Incoming Los Angeles Mayor Karen Bass has racked up a formidable progressive voting record in Congress over the past decade. Having withstood a $100 million spending barrage from her opponent, Rick Caruso, in the mayor’s race, she will have an opportunity as head of the country’s second-largest city to realize her political vision on the ground in Southern California.

Unions and community organizations that have launched campaigns in recent years for higher wages and better working conditions, for more affordable housing, and for stronger protections for service sector employees believe there is a real chance for big changes in LA.

UNITE:HERE Local 11, the SEIU, AFSCME, and other unions at the forefront of labor organizing in the city backed Bass’s candidacy early on. The unions are particularly focused on a series of global sports events to be held in the city over the coming years, which  will result in huge investments in infrastructure, in transport, in hotels—and, they hope, in affordable housing.

There are the 2026 World Cup soccer games; LA is one of 11 US host cities, with other cities in Canada and Mexico also involved in the billion-dollar spectacle. And there are the 2028 Los Angeles Olympics. There are also college football championship games next month and the US Open golf championships this coming June.

As we’ve seen with the 2022 Qatar world cup—where hundreds, if not thousands, of migrant laborers have died on construction projects over the past few years—vulnerable workers often end up being considered disposable as cities and countries seek to erect sparkling new infrastructure.

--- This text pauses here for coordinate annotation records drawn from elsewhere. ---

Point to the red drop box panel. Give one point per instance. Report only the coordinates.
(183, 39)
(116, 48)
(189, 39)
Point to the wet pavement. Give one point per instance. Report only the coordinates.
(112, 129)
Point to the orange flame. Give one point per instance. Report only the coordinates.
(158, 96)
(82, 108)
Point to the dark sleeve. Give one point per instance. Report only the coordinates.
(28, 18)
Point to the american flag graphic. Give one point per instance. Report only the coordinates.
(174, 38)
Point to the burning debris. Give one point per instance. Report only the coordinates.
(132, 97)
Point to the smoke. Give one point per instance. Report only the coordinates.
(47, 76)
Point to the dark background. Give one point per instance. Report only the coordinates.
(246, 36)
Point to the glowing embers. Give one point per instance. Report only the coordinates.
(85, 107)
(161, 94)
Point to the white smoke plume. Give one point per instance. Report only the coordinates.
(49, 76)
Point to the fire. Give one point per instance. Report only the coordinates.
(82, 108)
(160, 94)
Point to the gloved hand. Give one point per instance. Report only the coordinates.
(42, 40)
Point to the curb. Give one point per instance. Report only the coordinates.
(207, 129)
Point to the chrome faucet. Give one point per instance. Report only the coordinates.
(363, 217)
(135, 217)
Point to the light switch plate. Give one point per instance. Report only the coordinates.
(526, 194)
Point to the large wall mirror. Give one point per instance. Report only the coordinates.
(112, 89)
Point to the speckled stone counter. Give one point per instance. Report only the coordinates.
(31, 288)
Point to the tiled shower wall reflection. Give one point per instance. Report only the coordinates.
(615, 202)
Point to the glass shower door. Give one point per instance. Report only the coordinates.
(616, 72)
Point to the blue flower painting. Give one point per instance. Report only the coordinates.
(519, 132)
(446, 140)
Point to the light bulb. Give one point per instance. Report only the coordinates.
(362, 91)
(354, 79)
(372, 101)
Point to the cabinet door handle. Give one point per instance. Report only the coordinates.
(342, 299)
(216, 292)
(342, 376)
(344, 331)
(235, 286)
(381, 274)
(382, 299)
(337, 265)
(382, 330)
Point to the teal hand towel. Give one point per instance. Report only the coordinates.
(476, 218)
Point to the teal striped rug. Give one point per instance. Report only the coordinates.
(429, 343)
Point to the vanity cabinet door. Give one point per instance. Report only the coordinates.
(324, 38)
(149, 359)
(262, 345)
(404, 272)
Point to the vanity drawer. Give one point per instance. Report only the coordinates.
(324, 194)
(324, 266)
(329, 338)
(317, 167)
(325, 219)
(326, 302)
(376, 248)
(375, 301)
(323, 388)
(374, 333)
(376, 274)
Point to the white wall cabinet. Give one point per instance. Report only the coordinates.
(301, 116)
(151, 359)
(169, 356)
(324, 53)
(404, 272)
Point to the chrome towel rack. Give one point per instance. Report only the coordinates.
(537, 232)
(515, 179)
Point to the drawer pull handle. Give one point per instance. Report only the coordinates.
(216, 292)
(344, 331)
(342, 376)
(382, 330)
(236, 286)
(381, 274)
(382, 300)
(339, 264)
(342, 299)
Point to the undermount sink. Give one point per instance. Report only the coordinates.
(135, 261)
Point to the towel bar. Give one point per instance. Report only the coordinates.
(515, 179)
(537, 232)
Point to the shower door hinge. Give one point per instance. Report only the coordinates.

Qatar represents an extreme example of inequality: An astounding 90 percent of the population is made up of migrant workers, many of whom suffer routine wage theft, confiscation of their identity documents, and other violations of basic rights. But the country isn’t alone in sacrificing the well-being of those who build and staff global sporting events in order to present a shiny spectacle to the world’s sporting fans. Hundreds of migrants workers are also thought to have died building the facilities for the Sochi Winter Olympics that were held in Russia in 2014.

So, too, vulnerable residents often get swept aside by big development projects. Some reports suggest that more than 1 million Beijing residents were forcibly relocated to make way for the 2008 OIympics infrastructure. Eight years later, tens of thousands were displaced in low-income Rio de Janeiro neighborhoods as Brazil readied itself to host the Games. The London Olympics, in 2012, were widely praised for redeveloping large parts of the East End. But the effect of that redevelopment was skyrocketing real estate prices that ended up excluding many locals from the housing market.